Another one of our companies, Runway, is teaming up with IMAX. Last spring, Runway held a one-day film festival to showcase AI-enhanced movies. Runway and IMAX will now offer commercial screenings of ten of the finalists from the festival.
From around the web
1. Make science Soviet again
I’ve spent a lot of time this week thinking, writing and talking about the future of science in America after U.S. President Donald Trump’s funding cuts. As broken as our system was before Trump, it is undeniable that we may be entering a much darker period. How dark? I find some reason for optimism, others less so. On that score, Lux scientist-in-residence Sam Arbesman recommends the latest from Ross Andersen in The Atlantic. Ross charts the decline of the Soviet scientific empire and finds eerie similarities to the United States today.
The future of Soviet science was looking grim. Within a few years, government funding would crater further. Sagdeev’s most talented colleagues were starting to slip out of the country. One by one, he watched them start new lives elsewhere. Many of them went to the U.S. At the time, America was the most compelling destination for scientific talent in the world. It would remain so until earlier this year.
2. Kernel of truth
Another result of Soviet decision-making during the Cold War? Americans’ use of corn syrup in … just about everything. In Bloomberg, Stephen Mihm tells the long tale of unintended consequences. From grain embargoes to cheap corn syrup to import restrictions on sugar to total reliance on the corn-based-sweetener to the Trump administration’s MAHA war against it, the back-and-forth in Stephen’s piece reminded me of everything we talk about in Riskgaming.
The Soviets, oddly enough, saved the day.
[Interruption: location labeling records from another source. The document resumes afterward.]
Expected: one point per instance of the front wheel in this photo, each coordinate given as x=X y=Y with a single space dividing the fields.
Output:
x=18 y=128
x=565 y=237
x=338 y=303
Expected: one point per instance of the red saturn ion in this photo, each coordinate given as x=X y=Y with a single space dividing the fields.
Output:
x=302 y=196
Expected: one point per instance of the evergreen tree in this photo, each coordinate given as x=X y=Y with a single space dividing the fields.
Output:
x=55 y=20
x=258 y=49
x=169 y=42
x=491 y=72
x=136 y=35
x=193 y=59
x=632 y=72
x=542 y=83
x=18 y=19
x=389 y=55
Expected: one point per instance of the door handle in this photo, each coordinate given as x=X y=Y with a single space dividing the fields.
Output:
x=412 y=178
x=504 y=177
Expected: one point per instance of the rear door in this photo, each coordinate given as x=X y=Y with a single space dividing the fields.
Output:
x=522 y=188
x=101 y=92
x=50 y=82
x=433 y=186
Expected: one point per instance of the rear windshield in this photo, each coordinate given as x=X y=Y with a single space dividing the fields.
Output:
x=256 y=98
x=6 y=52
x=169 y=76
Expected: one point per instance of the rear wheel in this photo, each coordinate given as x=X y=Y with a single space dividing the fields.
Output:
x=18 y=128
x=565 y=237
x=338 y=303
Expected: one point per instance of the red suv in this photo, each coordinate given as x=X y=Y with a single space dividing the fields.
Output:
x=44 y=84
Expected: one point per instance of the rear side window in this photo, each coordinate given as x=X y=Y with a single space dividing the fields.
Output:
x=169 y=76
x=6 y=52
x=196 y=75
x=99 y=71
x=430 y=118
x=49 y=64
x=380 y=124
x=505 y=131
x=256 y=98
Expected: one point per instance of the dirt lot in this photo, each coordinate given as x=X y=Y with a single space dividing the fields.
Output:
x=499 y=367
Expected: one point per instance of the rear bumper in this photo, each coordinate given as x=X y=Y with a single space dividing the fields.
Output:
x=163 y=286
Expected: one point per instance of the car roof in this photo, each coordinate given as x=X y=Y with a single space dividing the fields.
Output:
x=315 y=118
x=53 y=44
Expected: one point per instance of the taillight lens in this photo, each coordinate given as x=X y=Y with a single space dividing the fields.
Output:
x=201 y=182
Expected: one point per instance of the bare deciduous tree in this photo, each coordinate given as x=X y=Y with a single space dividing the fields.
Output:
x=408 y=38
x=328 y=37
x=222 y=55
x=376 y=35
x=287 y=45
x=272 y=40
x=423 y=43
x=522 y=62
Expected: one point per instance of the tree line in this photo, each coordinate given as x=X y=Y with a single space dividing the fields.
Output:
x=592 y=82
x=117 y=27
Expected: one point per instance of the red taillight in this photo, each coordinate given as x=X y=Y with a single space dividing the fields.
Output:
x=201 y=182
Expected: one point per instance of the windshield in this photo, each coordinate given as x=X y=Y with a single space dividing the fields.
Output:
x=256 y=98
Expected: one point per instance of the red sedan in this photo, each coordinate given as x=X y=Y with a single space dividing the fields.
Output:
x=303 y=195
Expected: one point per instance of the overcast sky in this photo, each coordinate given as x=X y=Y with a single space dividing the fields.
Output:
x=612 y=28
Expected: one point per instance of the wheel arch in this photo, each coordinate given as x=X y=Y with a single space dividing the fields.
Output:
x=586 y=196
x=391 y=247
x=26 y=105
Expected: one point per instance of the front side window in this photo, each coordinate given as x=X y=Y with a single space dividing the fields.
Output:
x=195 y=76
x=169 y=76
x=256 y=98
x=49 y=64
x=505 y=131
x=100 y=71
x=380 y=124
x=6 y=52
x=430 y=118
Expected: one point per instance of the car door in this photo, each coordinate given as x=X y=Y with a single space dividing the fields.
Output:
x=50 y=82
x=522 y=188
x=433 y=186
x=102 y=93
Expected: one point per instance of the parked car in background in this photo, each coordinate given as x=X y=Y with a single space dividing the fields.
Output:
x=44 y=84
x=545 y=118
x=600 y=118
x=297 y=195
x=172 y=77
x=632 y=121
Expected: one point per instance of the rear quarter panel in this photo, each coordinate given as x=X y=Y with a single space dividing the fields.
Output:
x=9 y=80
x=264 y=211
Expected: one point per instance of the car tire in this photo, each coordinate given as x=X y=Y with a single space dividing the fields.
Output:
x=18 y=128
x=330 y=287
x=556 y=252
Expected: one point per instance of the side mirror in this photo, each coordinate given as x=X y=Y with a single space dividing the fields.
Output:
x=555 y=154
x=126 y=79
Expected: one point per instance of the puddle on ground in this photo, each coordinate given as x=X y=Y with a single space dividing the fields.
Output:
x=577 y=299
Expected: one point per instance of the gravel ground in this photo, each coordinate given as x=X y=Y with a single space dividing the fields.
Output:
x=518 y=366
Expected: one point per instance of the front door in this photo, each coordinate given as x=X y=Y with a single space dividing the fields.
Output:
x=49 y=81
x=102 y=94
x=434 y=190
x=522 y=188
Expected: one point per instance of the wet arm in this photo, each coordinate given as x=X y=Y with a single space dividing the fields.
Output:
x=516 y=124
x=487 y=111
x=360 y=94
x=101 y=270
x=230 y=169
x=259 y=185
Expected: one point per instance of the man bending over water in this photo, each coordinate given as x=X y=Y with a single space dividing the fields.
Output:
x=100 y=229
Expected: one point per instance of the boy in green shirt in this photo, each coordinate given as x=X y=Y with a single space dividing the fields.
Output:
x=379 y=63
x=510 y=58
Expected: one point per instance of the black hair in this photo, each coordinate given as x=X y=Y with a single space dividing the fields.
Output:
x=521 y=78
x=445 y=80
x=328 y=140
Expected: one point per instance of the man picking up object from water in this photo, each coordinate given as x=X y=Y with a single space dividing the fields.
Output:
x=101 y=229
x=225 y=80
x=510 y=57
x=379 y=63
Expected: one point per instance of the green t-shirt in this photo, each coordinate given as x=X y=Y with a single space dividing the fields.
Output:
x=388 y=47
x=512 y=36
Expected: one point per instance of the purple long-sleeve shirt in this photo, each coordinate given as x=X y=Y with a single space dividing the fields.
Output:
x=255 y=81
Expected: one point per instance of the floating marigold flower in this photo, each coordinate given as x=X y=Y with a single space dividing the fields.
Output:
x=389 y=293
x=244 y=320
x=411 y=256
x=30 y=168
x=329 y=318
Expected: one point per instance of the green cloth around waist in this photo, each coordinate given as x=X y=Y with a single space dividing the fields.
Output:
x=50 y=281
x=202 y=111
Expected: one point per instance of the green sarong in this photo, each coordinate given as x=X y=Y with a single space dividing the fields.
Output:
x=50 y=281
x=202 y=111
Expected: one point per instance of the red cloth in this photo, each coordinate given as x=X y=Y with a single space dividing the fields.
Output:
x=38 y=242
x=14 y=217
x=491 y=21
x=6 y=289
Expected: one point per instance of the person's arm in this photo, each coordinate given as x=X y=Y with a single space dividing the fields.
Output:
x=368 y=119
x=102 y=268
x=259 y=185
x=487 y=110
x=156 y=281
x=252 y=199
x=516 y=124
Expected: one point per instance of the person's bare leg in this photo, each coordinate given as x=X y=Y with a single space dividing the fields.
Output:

After they invaded Afghanistan in December 1979, President Jimmy Carter slapped a grain embargo on the Soviet Union, ending all corn shipments. Prices tumbled, suddenly making high fructose corn syrup a much cheaper alternative. In response, Coca-Cola Co. made the momentous decision to replace some of its reliance on cane sugar with the new sweetener in 1980.
3. Midterm crisis
With America’s science sector in tumult and fewer sugary drinks to fuel late nights, what are future researchers to do? The easy answer would be to find some quick fixes on ChatGPT. The only-very-slightly harder one would be to use ChatGPT’s new “study mode,” meant to help them come to their own conclusions. Lux podcast producer Chris Gates flags a piece in Wired by Reece Rogers, who explains why study mode won’t solve the fundamental tensions between AI and education.
ChatGPT’s study mode is an attempt to foster more thorough engagement on a topic with users by throwing questions back at them and asking for more context about their learning goals. “Instead of giving a very long, drawn-out answer up front, it's first asking you, ‘Hey, what are you trying to optimize for? What's your current level?’” says Abhi Muchhal, who works on the product team at OpenAI.
4. Less is not more
You may ask: What does it even matter if far bigger things are going on, like the world becoming uninhabitable due to climate change and the global population set to shrink? On Sustainability by the Numbers, takes on the common argument that population decline may bring lots of bad things, but it could at least solve our emissions problems. Not so fast, she argues. Population changes will come far too late. H/t editor Katie Salam.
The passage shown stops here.